Galveston County, Texas, is no longer famous solely for the hurricane that devastated the area killing an estimated 8,000 people in September 1908, the deadliest natural disaster ever to strike the US. Now the county is cited as an alternative ‘Texas’ model for fixing Social Security.
Presidential candidate and Texas Governor Rick Perry drew national attention to Galveston when he described Social Security as a “Ponzi scheme” and praised the three Texas counties that opted out in 1981: Matagorda and Brazoria, besides Galveston, the most important of the three. “People in Texas are very independent. They stepped out and challenged the system,” explained Rick Gornto to the Texas Tribune newspaper, which went there to report on the local scheme called the ‘alternate plan’.
Gornto designed it and is the president of First Financial Benefits, the company that manages the retirement accounts. It is not possible to follow their example today because the exemption that allowed municipal governments to form their own alternative retirement plans was eliminated in 1983. But the discussion about their motives and the outcomes is very much alive and kicking as the US debates Social Security reform.
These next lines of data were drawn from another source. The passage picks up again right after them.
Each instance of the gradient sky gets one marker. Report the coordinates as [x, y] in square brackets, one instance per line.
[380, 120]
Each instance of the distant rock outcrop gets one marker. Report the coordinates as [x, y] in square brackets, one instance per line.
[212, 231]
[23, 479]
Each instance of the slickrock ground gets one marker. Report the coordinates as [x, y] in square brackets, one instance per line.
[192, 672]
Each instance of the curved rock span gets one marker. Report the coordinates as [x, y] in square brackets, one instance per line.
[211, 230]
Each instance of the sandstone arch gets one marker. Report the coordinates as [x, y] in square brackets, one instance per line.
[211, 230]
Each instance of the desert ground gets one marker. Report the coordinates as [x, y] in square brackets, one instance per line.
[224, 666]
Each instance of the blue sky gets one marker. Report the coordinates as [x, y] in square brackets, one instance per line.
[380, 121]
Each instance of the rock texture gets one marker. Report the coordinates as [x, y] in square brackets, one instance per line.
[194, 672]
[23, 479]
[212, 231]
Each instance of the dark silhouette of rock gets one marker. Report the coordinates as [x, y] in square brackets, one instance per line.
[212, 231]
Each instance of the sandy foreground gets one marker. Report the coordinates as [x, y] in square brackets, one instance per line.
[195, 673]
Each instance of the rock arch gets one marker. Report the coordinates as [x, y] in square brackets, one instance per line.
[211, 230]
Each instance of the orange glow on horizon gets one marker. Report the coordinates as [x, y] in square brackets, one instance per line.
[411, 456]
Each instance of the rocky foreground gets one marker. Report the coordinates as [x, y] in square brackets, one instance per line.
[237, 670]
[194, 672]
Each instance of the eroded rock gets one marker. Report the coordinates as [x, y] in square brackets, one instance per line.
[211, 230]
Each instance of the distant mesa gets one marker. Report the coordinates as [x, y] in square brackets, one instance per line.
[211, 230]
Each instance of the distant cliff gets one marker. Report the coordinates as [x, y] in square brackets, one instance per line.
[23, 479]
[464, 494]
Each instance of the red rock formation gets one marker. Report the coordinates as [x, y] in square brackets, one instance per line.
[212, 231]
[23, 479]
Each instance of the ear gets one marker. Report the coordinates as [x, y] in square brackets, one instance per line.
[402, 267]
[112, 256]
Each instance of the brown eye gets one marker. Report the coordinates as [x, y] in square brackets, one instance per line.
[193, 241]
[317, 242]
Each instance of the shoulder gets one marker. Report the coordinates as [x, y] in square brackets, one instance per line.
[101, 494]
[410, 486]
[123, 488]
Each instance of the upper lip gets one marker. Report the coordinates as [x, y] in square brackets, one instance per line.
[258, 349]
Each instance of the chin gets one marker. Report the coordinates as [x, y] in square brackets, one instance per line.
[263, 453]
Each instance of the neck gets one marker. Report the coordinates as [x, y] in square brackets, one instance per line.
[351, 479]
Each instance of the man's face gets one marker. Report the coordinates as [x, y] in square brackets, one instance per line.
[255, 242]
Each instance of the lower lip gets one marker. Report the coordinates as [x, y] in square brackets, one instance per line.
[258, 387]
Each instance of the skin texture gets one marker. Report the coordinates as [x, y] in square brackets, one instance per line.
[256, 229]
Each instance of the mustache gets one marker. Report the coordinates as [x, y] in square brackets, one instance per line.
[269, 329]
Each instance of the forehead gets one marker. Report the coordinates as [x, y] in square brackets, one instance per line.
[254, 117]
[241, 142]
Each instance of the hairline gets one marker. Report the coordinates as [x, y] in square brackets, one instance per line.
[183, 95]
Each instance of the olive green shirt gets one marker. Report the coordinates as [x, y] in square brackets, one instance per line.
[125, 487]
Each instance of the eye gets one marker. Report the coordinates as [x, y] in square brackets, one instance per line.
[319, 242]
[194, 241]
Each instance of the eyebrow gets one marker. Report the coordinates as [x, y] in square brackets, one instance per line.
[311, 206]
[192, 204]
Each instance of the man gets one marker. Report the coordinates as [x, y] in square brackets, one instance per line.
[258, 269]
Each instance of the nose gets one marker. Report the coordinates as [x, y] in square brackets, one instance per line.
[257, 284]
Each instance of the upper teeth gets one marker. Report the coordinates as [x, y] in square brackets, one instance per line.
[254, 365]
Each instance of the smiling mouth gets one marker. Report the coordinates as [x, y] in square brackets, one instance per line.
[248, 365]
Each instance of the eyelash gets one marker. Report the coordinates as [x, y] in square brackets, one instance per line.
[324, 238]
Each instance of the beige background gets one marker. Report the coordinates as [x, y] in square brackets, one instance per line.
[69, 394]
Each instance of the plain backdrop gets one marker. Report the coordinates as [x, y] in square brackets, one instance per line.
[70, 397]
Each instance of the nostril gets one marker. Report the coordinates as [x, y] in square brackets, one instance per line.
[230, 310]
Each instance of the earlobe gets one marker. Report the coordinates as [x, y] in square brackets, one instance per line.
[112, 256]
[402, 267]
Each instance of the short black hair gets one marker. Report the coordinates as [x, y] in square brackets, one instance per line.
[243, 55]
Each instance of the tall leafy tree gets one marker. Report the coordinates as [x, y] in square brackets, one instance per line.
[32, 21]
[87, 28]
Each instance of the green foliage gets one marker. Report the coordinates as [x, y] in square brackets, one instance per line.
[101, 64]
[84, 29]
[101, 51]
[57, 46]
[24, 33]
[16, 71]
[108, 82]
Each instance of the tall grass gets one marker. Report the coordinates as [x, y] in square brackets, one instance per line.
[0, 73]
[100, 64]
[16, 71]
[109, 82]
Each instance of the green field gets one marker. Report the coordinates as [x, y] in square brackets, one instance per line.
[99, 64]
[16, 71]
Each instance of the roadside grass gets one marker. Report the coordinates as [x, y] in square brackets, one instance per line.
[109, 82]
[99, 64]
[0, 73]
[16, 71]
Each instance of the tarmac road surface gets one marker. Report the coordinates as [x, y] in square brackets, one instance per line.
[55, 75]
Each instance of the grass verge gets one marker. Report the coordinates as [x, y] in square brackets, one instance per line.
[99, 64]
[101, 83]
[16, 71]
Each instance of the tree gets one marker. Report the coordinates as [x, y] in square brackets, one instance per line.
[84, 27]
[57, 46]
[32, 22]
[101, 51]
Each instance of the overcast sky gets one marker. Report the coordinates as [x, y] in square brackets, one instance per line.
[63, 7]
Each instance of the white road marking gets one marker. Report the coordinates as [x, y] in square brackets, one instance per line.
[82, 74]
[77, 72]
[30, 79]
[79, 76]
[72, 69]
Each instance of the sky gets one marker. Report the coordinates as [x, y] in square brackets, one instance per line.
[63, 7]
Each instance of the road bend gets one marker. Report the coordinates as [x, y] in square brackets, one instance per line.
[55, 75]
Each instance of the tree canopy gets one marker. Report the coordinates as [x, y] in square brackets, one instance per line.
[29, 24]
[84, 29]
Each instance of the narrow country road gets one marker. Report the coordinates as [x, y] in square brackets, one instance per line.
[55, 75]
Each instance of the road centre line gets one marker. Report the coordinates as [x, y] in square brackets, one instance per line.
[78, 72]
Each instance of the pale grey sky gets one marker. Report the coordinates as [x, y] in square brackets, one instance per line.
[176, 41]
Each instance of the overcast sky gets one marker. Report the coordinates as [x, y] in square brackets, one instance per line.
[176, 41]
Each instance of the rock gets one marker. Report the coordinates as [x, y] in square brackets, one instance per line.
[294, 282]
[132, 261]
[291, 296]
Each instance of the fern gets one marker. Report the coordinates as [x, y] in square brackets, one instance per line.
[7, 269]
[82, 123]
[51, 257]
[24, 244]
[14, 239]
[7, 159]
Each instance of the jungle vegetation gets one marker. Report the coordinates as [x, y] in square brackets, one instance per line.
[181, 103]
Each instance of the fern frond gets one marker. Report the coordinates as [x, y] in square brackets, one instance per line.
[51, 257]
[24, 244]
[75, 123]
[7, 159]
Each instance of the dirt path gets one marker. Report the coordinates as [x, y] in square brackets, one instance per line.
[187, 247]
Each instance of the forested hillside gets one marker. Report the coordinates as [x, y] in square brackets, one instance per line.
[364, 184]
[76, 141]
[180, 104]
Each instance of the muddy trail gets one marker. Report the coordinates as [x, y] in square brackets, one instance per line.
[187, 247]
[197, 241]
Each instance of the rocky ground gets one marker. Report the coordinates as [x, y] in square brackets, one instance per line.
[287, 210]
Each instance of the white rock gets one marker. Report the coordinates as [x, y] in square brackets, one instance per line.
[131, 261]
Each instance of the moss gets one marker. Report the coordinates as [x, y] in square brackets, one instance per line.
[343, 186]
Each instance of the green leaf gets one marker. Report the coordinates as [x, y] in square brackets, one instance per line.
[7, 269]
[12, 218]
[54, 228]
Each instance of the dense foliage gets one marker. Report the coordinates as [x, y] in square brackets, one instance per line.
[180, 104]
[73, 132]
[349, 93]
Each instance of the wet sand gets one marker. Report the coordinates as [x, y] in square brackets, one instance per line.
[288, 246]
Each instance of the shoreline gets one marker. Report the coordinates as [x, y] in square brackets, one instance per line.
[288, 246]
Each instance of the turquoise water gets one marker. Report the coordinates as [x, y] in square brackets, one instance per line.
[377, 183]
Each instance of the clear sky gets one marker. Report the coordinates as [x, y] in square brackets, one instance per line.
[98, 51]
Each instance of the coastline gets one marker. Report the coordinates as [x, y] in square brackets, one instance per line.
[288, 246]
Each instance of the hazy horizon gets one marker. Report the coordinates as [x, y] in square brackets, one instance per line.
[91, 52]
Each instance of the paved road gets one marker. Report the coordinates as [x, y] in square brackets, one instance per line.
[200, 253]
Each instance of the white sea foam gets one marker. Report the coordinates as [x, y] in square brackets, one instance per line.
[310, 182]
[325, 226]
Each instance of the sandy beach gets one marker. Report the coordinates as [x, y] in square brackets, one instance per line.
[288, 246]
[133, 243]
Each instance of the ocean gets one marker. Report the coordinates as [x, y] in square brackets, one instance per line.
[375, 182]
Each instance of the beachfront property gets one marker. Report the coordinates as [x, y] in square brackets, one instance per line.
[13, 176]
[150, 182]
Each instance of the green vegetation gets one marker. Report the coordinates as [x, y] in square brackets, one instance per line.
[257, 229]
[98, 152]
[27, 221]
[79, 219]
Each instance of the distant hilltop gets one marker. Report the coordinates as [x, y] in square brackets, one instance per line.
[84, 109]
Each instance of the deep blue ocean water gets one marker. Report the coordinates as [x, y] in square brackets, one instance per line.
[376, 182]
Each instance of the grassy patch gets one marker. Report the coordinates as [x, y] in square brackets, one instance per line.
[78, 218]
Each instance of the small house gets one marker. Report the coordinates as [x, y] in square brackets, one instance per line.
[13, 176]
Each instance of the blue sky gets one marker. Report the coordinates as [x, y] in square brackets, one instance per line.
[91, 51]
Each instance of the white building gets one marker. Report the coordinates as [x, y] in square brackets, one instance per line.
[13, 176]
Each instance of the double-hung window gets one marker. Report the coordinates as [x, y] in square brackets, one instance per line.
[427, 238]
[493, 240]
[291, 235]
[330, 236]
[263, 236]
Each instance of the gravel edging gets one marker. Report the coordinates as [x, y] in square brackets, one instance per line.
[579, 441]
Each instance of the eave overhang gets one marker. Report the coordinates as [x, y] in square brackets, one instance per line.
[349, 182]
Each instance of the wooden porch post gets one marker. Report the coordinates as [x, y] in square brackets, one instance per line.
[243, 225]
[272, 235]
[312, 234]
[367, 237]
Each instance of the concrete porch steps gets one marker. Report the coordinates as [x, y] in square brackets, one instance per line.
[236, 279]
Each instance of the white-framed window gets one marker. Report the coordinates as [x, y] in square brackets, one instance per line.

“When I was county judge in 1979, many county workers were concerned about the soundness of Social Security, as many people are today,” says the retired Galveston County Judge Ray Holbrook. “We could either stay with it, and its inevitable tax increases and higher retirement ages, or find a better way. We sought an ‘alternative plan’ that provided the same or better benefits, required no tax increases and was risk free. Furthermore, we wanted the benefits to be like a savings account that could be passed on to family members upon death. Our plan, put together by financial experts, was a ‘banking model’ rather than an ‘investment model’.
The alternate plan works like private individual saving accounts: employees contribute 6.1% of their gross pay, with the county contributing 7.8%, more or less as with the Social Security. First Financial Benefits invests the accounts conservatively, through external money managers who guarantee a minimum annual interest rate, currently 3.75%. At the end of 2010 the plan had $62.1m (€39.7m) assets, managed mostly by American United Life, an insurance company based in Austin, Texas.
Over the last decade, the accounts have earned an average 5% per year. At retirement, employees can choose to take the money in a lump sum, monthly benefits for a predetermined time, or a lifetime annuity. The plan also offers disability and life insurance. The system was voluntary at the beginning, when 70% adopted it, although it later became mandatory. It has around 1,500 participants. First Financial Benefits has calculated the following level of benefits based on 40 years of contributions: $1,826 a month for a lower-middle-income worker making an annual salary of about $26,000, versus $1,007 under Social Security; $3,600 for a middle-income worker making $51,200 versus $1,540 monthly from Social Security; and $5,000-6,000 a month for a high-income worker who maxed out on his Social Security contribution every year, instead of about $2,500 a month from Social Security.
However, many Galveston County retirees took advantage of the option to withdraw money from their accounts, so benefits were reduced - that option was withdrawn in 2005. Another problem is that if retirees do not choose a lifetime annuity, they could outlive their benefits: Gornto and Holbrook advised lawmakers who want to copy the Texas model to remove the option to take out a lump sum.
But could the alternate plan really become the model for reforming Social Security nationally? Yes, says Merrill Matthews, a resident scholar with the Institute for Policy Innovation in Dallas. But Democrats and the President Barack Obama do not even want to discuss any privatisation of Social Security.
Apart from in these Texas counties, only the Amish of the ‘Old Order’ Christian communities have succeeded in staying out of the Social Security system. Their religion does not allow buying insurance plans. They believe in taking care of themselves and do not take advantage of any government-sponsored programmes, including Medicare and unemployment benefit. Because Social Security is called old age, survivors, and disability insurance, the Amish obtained an exemption by President Lyndon B Johnson in 1965.